Tönne VormannTönne Vormann1902–1993
Tönne Vormann1902–1993Tönne Vormann

Biografie

Tons (Anton), besser bekannt als ‚Tönne‘ Vormann wurde 1902 in Münster geboren. Er besuchte die Volks- und Höhere Schule. Er war Maler, Radierer und Musiker. Nach einer künstlerischen Ausbildung unter anderem in Münster, München und Berlin war er von 1929 bis 1932 für den Verlag Ullstein in Berlin tätig, bevor er 1951 in seine Heimatstadt zurückkehrte und für die Westfälischen Nachrichten arbeitete. Außerdem war er für den WDR tätig und übernahm bei ca. 100 niederdeutschen Hörspiel-Produktionen Sprecherrollen. Zudem verfasste er plattdeutsche Lieder für den Rundfunk. Das ‚münster’sche Original‘ (Westfalenspiegel) lebte in Münster-Wolbeck, wo er 1993 starb.

Tönne Vormann Werke

Als Buchautor verfasste Vormann die Titel Sonnenaufgang (1937), Zur Jagd gesungen und gelacht (1984), Dichter-Sänger als Maler (1986, 1989) und den Roman Der Weg zur Sonne (1989). Außerdem beteiligte er sich an der Veröffentlichung Westfalen unter sich über sich (1958, 1978) und Dat aolle Platt (1985). Auf Schallplatte erschien Tönne Vormann singt westfälische Lieder zur Laute in Platt (2 Folgen, 1975). Als Hörspiel gelangte Bolko kann küeren zur Ausstrahlung.

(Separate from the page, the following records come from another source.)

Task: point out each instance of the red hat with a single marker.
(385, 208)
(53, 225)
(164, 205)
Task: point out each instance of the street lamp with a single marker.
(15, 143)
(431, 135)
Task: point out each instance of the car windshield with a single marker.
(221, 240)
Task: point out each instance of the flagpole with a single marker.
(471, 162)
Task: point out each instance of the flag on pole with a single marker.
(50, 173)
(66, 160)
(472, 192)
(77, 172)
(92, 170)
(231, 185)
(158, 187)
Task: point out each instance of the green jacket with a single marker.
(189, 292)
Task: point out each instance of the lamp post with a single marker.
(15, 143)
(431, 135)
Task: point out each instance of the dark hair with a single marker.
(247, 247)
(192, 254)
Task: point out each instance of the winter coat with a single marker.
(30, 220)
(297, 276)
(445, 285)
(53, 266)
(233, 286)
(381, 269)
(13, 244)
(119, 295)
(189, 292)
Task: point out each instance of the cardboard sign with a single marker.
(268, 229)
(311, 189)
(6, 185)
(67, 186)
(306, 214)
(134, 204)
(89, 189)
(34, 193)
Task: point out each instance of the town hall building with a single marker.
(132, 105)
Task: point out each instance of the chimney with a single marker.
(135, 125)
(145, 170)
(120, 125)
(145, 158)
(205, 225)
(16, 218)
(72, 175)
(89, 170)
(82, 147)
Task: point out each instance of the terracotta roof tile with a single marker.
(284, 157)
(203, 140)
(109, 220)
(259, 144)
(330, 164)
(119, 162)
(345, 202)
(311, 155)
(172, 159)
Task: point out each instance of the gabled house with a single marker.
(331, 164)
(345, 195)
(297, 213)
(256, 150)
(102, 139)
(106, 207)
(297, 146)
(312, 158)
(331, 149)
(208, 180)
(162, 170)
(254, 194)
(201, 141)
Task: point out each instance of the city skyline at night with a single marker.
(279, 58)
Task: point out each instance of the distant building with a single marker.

Wann ich düör Holt un Heide gaoh,
mi krüs und kwiärs düör Strücke schlao,
en Klücksken in’ne Pulle,
de Taschk met Buotrams vulle
Horrido un Joho! Horrido un Joho!
Tobuten sin ich froh!
Horrido un Joho! Horrido un Joho!
Tobuten sin ich froh!

Dann sin ick so kuntant ak’raot
Es ’ne Vuegel in de Röbensaot,
met Singen un met Flaiten,
met Busen un met Schaiten:
Horrido …

So brak ick düör den Böckenschlag,
met „prr, prr, prr!“ kieg ick al wach,
wat duckt sick un verstoppet,
büs ich harut et kloppet
Horrido …

Wann’k driäpen do, wo ich drupps schait,
schliept mi’t min Rüeden, so ich flait,
ährdainig in’ne Mööte,
büs schnack vor mine Fööte :
Horrido …

Un striekt haug in de Hiäwsdagsflucht
die Vuegelschwächten düör de Lucht,
laot se nao Süden drieben –
Ich wenk: „Mott hie-e blieben!“
Horrido …

Gedanken flaiget hän nun her,
ich niehm mi den un düssen vuör,
Dücht mi: ’t sind griese Fluusen!“
dann laot’k se wi’er suusen.
Horrido …

(Nach einem Gedicht von Friedrich Wilhelm Grimme)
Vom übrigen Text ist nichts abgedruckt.